Transformers4Rec icon indicating copy to clipboard operation
Transformers4Rec copied to clipboard

Evaluation Metrics

Open liguo88 opened this issue 3 years ago • 4 comments

❓ Questions & Help

Details

For next-item prediction task, when we do evaluation on test dataset, I noticed the label for each sequence is the last time, how can we get the recall@k with only 1 target?

liguo88 avatar May 17 '22 14:05 liguo88

Thank you for the question @liguo88! Could you clarify what you mean by get the recall@k with only 1 target? does it mean your input sequence has only one element?

sararb avatar May 17 '22 15:05 sararb

Screen Shot 2022-05-17 at 3 15 25 PM Thanks a lot for your reply @sararb.

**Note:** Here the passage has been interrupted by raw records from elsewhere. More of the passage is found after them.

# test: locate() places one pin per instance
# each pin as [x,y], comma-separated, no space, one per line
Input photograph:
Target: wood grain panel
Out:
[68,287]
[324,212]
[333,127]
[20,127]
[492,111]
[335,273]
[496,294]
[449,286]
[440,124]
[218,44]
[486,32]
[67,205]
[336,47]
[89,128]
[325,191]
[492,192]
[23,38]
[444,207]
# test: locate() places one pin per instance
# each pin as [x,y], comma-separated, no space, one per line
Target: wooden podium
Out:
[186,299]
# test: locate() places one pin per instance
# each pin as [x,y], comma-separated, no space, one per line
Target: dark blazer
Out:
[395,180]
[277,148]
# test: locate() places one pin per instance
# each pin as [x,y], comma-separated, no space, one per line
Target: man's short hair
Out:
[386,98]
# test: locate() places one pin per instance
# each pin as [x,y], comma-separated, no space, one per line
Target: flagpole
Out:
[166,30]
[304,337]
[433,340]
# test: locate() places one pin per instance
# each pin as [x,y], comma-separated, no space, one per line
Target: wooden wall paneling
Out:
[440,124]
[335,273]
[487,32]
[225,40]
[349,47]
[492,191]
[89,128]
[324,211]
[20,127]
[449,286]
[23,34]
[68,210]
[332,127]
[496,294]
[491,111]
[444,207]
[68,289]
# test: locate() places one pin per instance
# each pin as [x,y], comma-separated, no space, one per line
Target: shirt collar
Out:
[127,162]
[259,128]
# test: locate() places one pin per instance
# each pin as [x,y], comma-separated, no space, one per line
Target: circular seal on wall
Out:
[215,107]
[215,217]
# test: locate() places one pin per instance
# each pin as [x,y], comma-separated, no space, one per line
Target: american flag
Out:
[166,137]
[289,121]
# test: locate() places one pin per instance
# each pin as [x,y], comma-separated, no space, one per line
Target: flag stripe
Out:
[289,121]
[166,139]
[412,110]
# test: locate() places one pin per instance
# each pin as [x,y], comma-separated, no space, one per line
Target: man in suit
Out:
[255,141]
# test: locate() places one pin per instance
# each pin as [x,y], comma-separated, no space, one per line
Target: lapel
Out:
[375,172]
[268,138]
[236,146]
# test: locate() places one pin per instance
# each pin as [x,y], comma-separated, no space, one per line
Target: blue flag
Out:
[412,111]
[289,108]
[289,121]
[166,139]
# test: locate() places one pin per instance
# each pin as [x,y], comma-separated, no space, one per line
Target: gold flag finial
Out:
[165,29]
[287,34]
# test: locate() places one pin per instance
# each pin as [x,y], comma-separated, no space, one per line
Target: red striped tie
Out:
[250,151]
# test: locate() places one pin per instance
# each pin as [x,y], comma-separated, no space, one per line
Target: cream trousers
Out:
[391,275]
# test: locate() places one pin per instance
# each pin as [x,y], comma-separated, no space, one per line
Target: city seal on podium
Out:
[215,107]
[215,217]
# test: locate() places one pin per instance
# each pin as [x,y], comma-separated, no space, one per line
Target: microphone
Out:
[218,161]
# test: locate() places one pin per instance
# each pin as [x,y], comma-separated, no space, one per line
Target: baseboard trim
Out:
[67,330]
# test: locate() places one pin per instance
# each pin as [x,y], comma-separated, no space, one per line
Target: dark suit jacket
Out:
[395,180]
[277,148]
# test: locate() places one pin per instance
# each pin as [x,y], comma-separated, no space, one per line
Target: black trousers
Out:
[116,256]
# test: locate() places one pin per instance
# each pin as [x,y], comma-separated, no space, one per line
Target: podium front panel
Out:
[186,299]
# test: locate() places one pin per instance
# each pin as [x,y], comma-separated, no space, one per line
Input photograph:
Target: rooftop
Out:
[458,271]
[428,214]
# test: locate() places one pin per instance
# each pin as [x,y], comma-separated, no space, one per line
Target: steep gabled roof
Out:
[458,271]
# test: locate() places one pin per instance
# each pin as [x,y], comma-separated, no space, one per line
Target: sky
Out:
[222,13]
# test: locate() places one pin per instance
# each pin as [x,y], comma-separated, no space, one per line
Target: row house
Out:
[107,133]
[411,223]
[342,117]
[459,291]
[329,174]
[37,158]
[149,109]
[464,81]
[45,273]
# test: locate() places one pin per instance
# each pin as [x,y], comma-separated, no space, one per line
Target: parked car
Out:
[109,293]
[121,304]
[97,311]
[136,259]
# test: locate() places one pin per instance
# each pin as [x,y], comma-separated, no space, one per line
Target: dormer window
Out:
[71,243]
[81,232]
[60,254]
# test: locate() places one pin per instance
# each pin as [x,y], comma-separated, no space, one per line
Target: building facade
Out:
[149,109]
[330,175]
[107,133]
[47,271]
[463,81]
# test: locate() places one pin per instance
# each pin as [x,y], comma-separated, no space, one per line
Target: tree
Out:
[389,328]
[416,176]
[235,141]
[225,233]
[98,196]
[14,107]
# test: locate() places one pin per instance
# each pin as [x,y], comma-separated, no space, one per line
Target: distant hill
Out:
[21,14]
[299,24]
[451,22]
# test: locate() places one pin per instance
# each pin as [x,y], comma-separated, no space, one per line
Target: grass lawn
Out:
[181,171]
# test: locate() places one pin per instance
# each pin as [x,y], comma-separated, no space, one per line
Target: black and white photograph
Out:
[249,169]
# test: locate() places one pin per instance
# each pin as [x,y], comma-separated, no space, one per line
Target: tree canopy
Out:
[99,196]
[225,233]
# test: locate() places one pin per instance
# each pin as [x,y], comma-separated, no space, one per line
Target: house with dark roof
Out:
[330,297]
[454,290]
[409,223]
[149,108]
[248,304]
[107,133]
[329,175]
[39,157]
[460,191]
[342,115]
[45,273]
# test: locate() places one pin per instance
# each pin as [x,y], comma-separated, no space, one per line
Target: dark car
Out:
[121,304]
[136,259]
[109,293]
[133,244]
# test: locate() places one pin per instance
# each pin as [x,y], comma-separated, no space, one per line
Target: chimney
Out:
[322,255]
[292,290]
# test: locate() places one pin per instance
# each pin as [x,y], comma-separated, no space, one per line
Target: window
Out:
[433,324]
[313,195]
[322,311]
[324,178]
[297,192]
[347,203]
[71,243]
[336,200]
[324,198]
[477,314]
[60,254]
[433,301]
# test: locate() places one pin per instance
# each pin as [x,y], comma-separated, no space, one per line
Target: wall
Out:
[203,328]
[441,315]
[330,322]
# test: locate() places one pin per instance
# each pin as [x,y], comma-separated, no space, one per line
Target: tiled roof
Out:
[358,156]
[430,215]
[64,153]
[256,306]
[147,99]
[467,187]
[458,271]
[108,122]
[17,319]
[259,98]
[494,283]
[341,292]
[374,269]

When I am trying to evaluate the model, I am using following script and the screenshot is "response".

model.eval()
response = model(batch, training=False)

So the batch_size = 32 and we see the labels is a tensor with shape [32]. Then for each sequence in this batch, the target is only one item which is the exactly the last item of each sequence in this batch.

When we calculate metric for example recall, with the first sequence, the target is only 57, it is not a sequence, so recall will be either 0 or 1. Is this a problem? Or I misunderstand the calculation part of recall?

liguo88 avatar May 17 '22 19:05 liguo88

@liguo88 thank you for your clarification! So in your example, we got 32 targets and a predictions tensor of shape [32, vocab_size]. Meaning for each target (57 for example) the model returns scores over all items in the catalog (shape: [1, vocab_size]).

So to compute the recall@k of the target "57": we will first extract the top-k ids with the highest scores from the prediction scores. Then, we use this list of ids to compute the recall (i.e. check if "57" is in this list of ids or not)

Hope it answers your question?

sararb avatar May 20 '22 14:05 sararb

@sararb Thanks a lot for your answer. Yes I understand. Just to be confirm, for one example,

  1. the recall will be 0 or 1 since it has only one target, correct?

  2. Also for precision@10 will be 0 or 1/10, so the highest value will be 0.1 for precision, even for the average the highest should be 0.1. But what I got is avg_precision_at_10 = 0.3691472113132477, how could this be possible?

  3. In the prediction part, will model.eval() and response = model(batch, training=False) also mask the last item? We should not mask the last item for prediction, right?

  4. For next_item prediction, the output is the length of number of items and based on the softmax to get top k recommendations. Is it possible to make it as a generated model that each time we predict one item and then use this item to generate next one? I am not sure which way it better. Because if we want to recommend a sequence of items, not sure how good the model will be by choose top softmax corresponding items.

liguo88 avatar May 20 '22 17:05 liguo88

closed

liguo88 avatar Nov 14 '22 19:11 liguo88